The InterManager data on lifeboat accidents goes back to 1980, is international and has been properly verified to discover what really happened in tragedies which seriously injured some 325 people and killed 117. Now the organisation has taken their aggregated data to Lloyd’s Register, which has used machine learning technology to identify the main causes, hazards and trends and produced a number of important insights. It has concluded that human beings were not the primary cause of these accidents, with almost a quarter directly caused by issues relating to equipment, such as release mechanism, davits and wire rope failure. Most accidents involved enclosed boats or free-fall equipment, with fewer of the older open-boat type.
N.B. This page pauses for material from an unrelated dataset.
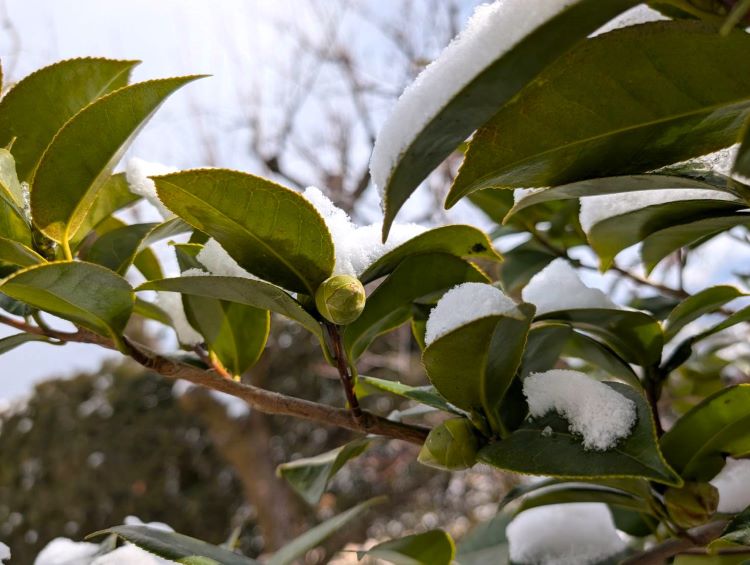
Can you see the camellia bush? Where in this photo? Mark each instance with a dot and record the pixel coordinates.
(615, 128)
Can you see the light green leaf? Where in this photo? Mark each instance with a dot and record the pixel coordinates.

As to when accidents happen, by far the greatest number took place in drills, although a substantial number involved incidents during inspection or survey. Few were found to have occurred during operational use. The data also reveals that one in every five accidents involved the boat and crew falling into the water and one in every 13 took place with the boat stowed. Cruise ships (which use their boats more often) record the most accidents

There are often problems with port authorities prohibiting ships from conducting drills and putting boats in the water as regulations require, and InterManager has taken the matter up with the International Association of Ports & Harbors to find some resolution. It appears that those operating ports are equally as apprehensive of the difficulties of recovering free-fall boats, once they have been launched onto their water in a drill. The data has also made it possible to assess the effects of the various attempts to improve safety through regulations, some of which appear to have made matters worse. However, since a peak around 2009, there has
been something of an improvement, although hook release problems, wire and brake failures still take place. The accident to a lifeboat on the brand-new research ship Sir David Attenborough was a recent example. These sad, eminently preventable accidents still frighten seafarers, whichitself is a scandal that needs to be resolved.